Mechanisms of microbe-microbe-host interactions in a probiont-pathogen-bivalve model

Abstract

Marine mollusks are filter feeders and thus are continuously exposed to a myriad of microorganisms. While the majority of bacteria likely have no effect on the overall health of the animal, some microbes, including members of the bacteria genus Vibrio, can cause infections that lead to rapid mortality, especially in larval and juvenile bivalves. For example, the oyster pathogen Vibrio tubiashii causes sporadic crashes of larval oyster production in commercial hatcheries. Alternatively, it is also clear that certain beneficial microorganisms can colonize mollusks and provide disease resistance. Such microbes can potentially be developed as probiotic agents to combat disease outbreaks in bivalve hatcheries. To enable the rational development of such microbes as probiotics, a more comprehensive knowledge of the mechanisms involved in microbe-microbe-host interactions is required.

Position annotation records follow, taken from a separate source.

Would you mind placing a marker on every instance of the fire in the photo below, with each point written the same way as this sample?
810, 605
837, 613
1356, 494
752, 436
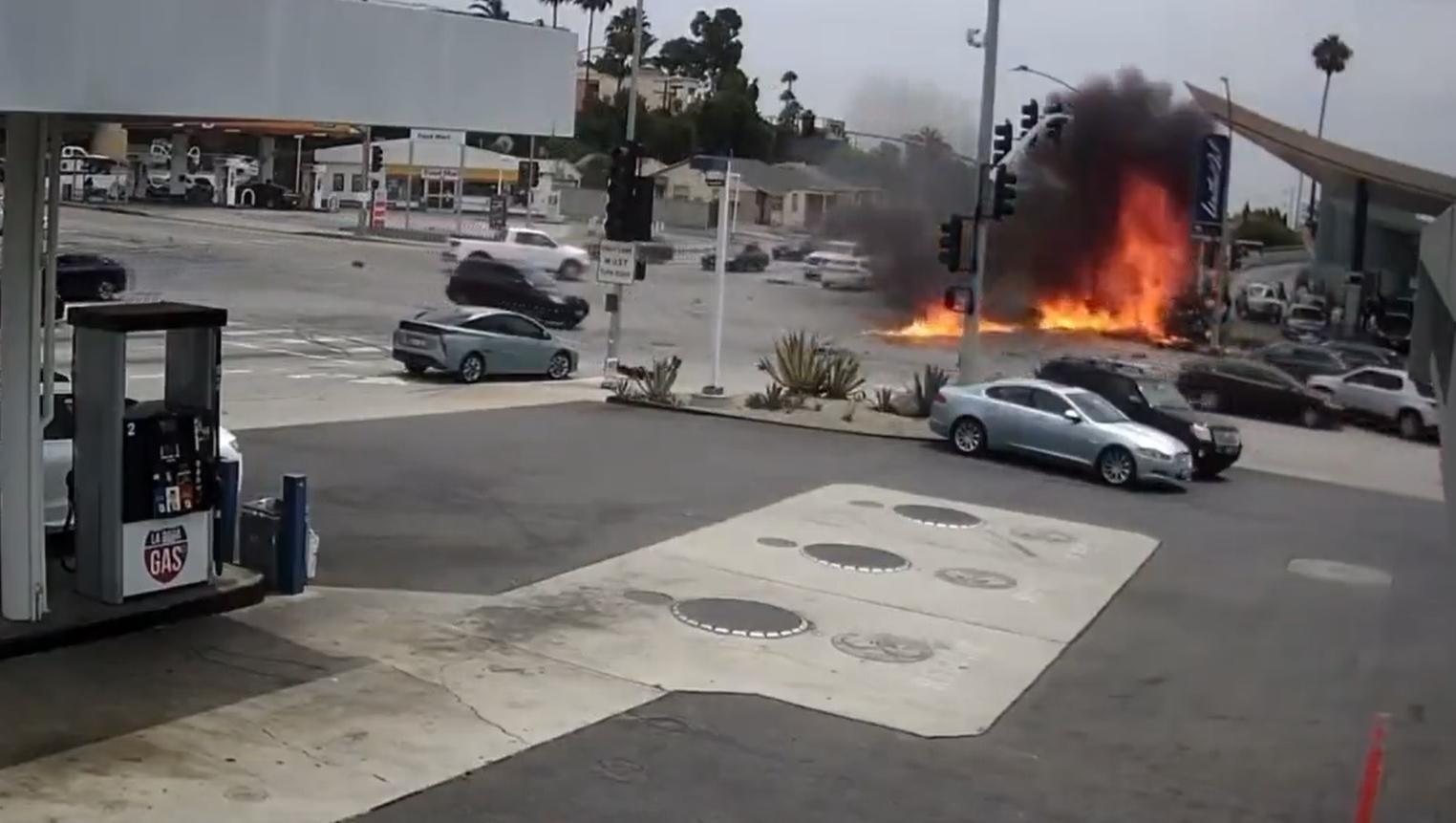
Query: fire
1127, 292
938, 321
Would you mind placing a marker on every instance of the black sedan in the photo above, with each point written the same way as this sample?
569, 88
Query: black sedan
263, 194
1303, 360
517, 287
89, 277
1253, 389
749, 258
1152, 401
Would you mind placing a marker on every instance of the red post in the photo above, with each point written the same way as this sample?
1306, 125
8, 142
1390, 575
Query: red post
1373, 769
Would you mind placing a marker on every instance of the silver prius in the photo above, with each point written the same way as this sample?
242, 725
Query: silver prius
1059, 422
472, 342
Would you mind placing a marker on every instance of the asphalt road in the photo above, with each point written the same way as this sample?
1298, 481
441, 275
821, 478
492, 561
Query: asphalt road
1216, 684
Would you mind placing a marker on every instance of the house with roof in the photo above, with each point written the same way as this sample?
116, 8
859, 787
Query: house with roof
789, 195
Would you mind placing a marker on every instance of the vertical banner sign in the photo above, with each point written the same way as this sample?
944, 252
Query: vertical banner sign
1211, 186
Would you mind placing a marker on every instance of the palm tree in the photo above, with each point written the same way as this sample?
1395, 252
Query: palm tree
591, 8
553, 6
494, 9
1331, 54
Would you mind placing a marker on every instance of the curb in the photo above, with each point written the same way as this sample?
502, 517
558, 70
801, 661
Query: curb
734, 414
223, 600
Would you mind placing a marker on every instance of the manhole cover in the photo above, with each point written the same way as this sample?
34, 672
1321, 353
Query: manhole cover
1042, 535
883, 648
977, 578
647, 597
938, 516
856, 558
739, 617
1336, 572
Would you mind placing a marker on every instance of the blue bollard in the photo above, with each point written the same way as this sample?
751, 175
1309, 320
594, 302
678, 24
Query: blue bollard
225, 548
293, 535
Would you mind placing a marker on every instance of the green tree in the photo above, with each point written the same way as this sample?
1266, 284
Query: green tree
591, 8
616, 54
494, 9
555, 6
1331, 54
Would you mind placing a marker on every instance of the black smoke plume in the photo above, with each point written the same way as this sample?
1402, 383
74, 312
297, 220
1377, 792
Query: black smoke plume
1066, 208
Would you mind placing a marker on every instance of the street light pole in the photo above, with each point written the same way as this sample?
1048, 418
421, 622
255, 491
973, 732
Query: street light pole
1055, 79
614, 299
970, 352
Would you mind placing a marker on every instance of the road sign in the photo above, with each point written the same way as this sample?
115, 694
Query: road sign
1211, 186
616, 263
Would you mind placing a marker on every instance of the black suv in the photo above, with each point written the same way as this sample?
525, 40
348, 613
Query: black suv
1152, 401
503, 284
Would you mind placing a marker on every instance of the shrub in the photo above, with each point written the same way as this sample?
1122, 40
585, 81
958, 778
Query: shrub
800, 363
884, 400
928, 388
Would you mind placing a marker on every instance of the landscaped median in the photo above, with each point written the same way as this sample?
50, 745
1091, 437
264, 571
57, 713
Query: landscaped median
811, 386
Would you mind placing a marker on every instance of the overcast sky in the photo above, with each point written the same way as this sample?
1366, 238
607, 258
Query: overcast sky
896, 66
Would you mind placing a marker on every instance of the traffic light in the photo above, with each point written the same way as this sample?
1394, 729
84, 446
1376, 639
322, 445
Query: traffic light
953, 241
1003, 195
1002, 141
1028, 117
622, 194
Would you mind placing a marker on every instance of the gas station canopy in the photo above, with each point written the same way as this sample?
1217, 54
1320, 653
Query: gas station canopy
1336, 166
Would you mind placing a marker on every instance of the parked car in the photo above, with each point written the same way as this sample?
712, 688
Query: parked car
747, 258
836, 256
267, 195
522, 245
1385, 397
1359, 355
794, 250
472, 342
1152, 401
1302, 360
1260, 302
89, 277
1058, 422
58, 450
1305, 322
500, 284
1253, 389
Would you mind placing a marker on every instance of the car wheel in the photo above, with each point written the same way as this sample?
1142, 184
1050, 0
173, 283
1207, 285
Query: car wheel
559, 366
1116, 466
1411, 425
472, 369
969, 436
1311, 417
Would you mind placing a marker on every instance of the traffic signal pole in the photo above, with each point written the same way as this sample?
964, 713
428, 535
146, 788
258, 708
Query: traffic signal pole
970, 353
614, 322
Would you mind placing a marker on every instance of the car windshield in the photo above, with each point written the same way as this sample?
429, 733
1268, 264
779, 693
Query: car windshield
443, 316
1162, 395
1095, 408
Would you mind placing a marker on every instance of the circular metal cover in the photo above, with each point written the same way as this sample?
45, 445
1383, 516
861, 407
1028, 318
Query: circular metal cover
977, 578
739, 617
883, 647
852, 556
938, 516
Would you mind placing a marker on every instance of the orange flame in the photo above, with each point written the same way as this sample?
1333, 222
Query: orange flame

In this study, we investigated how the bacterium Phaeobacter gallaeciensis S4Sm reduces mortality of larval oysters when challenged with V. tubiashii. A combination of analytical chemistry, genetic mutation, and both in vitro and in vivo challenge assays were used to interrogate the roles of specific bacterial metabolites and also bacterial behaviors such as biofilm formation. Our results show that the probiotic activity of S4Sm is multifactorial, involving its ability to form extensive biofilms, production of the potent antibiotic tropodithietic acid, and quorum quenching of pathogen virulence genes.